2. 2015 – A Busy Year
The year 2015 is going to be an exciting year for astronomy buffs. The year kicks off with a total solar eclipse, which will take place on March 20, 2015. This eclipse will be seen in the centre of the North Atlantic Ocean, and move past Greenland before ending in northern Siberia. The best place to view the eclipse will be in the Norwegian Sea, east of Iceland, north of England, and west of Norway. Then on September 13, a partial solar eclipse will be visible in parts of Africa, Madagascar, and Antarctica. September 28 sends us our second total lunar eclipse of the year, which will be visible in most of North and South America, Africa, Europe and west Asia.
3. Mercury Transit
Not nearly as rare as Venus transits of the Sun are Mercury transits. The Mercury transits are more frequent as Mercury is closer to the Sun and orbits the Sun more rapidly. Like the Venus transit, from Earth, the viewer will see a small black dot (Mercury) pass from more or less right to left in front of the face of the Sun. Mercury transits will occur within a few days either side of May 8 and November 10. The next transit is in 2016. The full transit will be visible in western parts of Europe and Africa and eastern parts of North and South America.

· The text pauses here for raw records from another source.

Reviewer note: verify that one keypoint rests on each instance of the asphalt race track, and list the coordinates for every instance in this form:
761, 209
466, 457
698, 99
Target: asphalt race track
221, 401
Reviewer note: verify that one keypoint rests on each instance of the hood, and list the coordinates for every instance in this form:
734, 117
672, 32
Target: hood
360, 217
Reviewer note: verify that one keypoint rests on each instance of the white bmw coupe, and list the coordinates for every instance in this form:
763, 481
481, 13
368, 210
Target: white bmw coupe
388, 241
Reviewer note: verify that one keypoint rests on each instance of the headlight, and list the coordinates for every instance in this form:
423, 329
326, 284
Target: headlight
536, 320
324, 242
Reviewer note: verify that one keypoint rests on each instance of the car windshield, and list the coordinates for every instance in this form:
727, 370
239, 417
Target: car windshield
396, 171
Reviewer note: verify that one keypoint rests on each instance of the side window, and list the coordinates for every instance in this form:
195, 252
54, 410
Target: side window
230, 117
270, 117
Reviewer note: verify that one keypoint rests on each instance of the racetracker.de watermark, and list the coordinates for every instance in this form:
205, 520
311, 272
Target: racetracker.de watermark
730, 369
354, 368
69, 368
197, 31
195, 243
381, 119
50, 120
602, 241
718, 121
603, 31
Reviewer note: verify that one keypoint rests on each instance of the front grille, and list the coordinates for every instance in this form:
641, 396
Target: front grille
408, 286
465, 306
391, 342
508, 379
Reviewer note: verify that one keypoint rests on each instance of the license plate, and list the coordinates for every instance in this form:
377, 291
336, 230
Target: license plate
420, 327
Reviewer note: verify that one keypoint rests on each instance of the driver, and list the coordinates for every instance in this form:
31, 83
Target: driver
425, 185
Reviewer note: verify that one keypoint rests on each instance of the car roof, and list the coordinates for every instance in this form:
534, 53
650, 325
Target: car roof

4. James Webb Space Telescope
The James Webb Space Telescope (JWST) is the planned replacement for the highly successful and still operating Hubble Space telescope. The telescope is named after James Webb, the second NASA administrator and leading force in the Apollo space program. It will have the capability of taking visual images and infrared images. The JWST will continue the work of Hubble in looking for and viewing the most distant objects in the universe; objects too distant to be seen by Earth-based telescopes. Someday, hopefully soon, the JWST will be in space and taking even better and more amazing pictures of deep space than even the Hubble space telescope was able to achieve.
5. Betelgeuse Super Nova
Betelgeuse is a well-known star to even casual viewers of the night sky because of its size, colour, and placement. Betelgeuse is the eighth brightest star in the night sky and is easy to locate as it is the second brightest star in the constellation of Orion. It is about 640 light years away from our Sun. Astronomers believe Betelgeuse is a young star but because it is so massive, it is heading for extinction. It is expected to go super nova (explode, increasing its brightness to typically a billion times that of the sun) in less than one million years. Therefore, at its current distance from Earth, the Betelgeuse super nova explosion would be the brightest ever recorded in Earth's history. As viewed from Earth, the Betelgeuse super nova would be brighter than the moon and would easily be visible in the daytime sky for several months.